In the present work, we took advantage of the virological surveillance that is linked to the mandatory notification of new HIV diagnoses that was implemented in France in 2003 and includes the determination of recent infection and serotyping for any case (20, 21). We conducted a nested study whose aim was to identify the sociodemographic characteristics of patients recently infected by non-B variants during the 2007-2010 period. In order to answer this question, we sequenced and characterized the viruses present in samples collected from patients identified as recently infected (less than 6 months) according to the RI assay, and a molecular phylogeny approach was applied to identify transmission clustering. The data show, at a nationwide level, that most of the ongoing non-B transmissions occur in individuals of French origin and that men having sex with men (MSM) are particularly involved in this dynamic.

MATERIALS AND METHODS

Study participants.

The mandatory anonymous HIV case reporting was implemented in France in 2003 (20, 21). The notification form includes demographic data (sex, age, country of birth, current nationality, and region of residency), mode of transmission, clinical stage at HIV diagnosis, and reasons for HIV screening (20). It is linked to a virological surveillance program that was approved by the French National Ethics Committee (CNE) and the French computer database watchdog commission (CNIL). When an HIV infection is newly diagnosed, the laboratory is asked to send dried serum spots (DSS) from the stored serum sample to the HIV French National Reference Center (NRC). The NRC uses the serum eluted from DSS to determine whether the HIV infection is recent (less than 180 days) or not and to characterize the type, group, and subtype of HIV. The enzyme immunoassay run to identify recent infection (EIA-RI) is based on an algorithm that combines standardized measures of antibody binding to the immunodominant epitope of gp41 and the V3 region of gp120 (22). Assessment of its performance in the framework of the French national HIV case surveillance revealed that the sensitivity and specificity were 88% and 84%, respectively (23). Type, group, and subtype of HIV are determined using a single enzyme-linked immunosorbent assay (SSEIA), shown previously as presenting good predictive values to distinguish subtype B infections from non-B infections (24, 25). However, a significant part of infections cannot be serotyped (not typeable [NT]), mainly within the first months postinfection due to a low titer of antibodies to the V3 region.

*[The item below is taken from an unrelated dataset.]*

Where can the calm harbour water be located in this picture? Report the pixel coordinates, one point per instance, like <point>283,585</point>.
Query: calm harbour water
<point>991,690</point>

In the present study, we selected all HIV-1 recent infections identified by EIA-RI during the first semester of each year, from 2007 to 2010 (Fig. 1). Among them, all samples that were identified as non-B or NT by SSEIA were included for molecular analysis. In addition, at least 1 sample that was identified as subtype B by SSEIA for 10 non-B or NT samples (i.e., the first B sample after 10 successive non-B or NT samples) was also included for molecular analysis, as a quality control (Fig. 1).

HIV-1 genotyping.

The genotyping analyses were conducted on a 415-bp fragment of the envelope glycoprotein gp41 coding sequence amplified by reverse transcription-PCR (RT-PCR) from RNA extracted from DSS, as described previously (13, 20). Nucleotide sequences were aligned with 70 reference sequences representative of HIV-1 group M subtypes and the most common circulating recombinant forms (CRFs) available in the HIV Los Alamos database (http://hiv-web.lanl.gov), using Clustal W with minor manual adjustments (26). The reference sequences were selected based on the fact that they were issued from complete genomes. There were 2 to 5 sequences for each pure subtype (A to K) and 1 to 5 sequences for each of 14 CRFs. Subtype or CRF assignments were achieved by constructing phylogenetic trees using the neighbor-joining (NJ) method (27). Distances were calculated using MEGA 5 based on the nonevolutive Kimura two-parameter model (http://www.megasoftware.net) (28, 29). The reliability of the branching orders was assessed by bootstrap analysis of 500 replicates. The subtype or CRF phylogenetically assigned to each sequence was systematically checked by comparison with the best-matched HIV-1 sequences retrieved in BLAST searches (HIV Los Alamos Database).

Transmission clusters.

For the identification of potential transmission clusters, gp41 sequences were grouped according to their HIV-1 subtype/CRF assignment and multiple sequence alignments, including unrelated reference sequences from the Los Alamos HIV database, were created using Clustal W (26). Sequence interrelationships were first deduced by the NJ method as described below. In order to use stringent criteria, only clusters with a bootstrap value higher than 90 and an average genetic distance of <0.015 were selected (30). Clusters including sequences amplified in the same run were excluded from the study to avoid any possibility of contamination. The robustness of the transmission clusters was further tested using the maximum likelihood (ML) method based on the evolutive general time reversible (GTR) model from 1,000 bootstrap replicates, using gamma distributions of 5 discrete gamma categories, all sites of the data set, all the codon positions, and nearest-neighbor interchange (NNI) as the ML heuristic method in MEGA 5 (29). All the clusters selected from the NJ phylogenetic analysis were confirmed by the ML method on the basis of bootstrap values higher than 90%. Infections in clusters were finally validated for congruent polymorphisms and mutational motifs.

RESULTS

Non-B infections among HIV-1 recent infections.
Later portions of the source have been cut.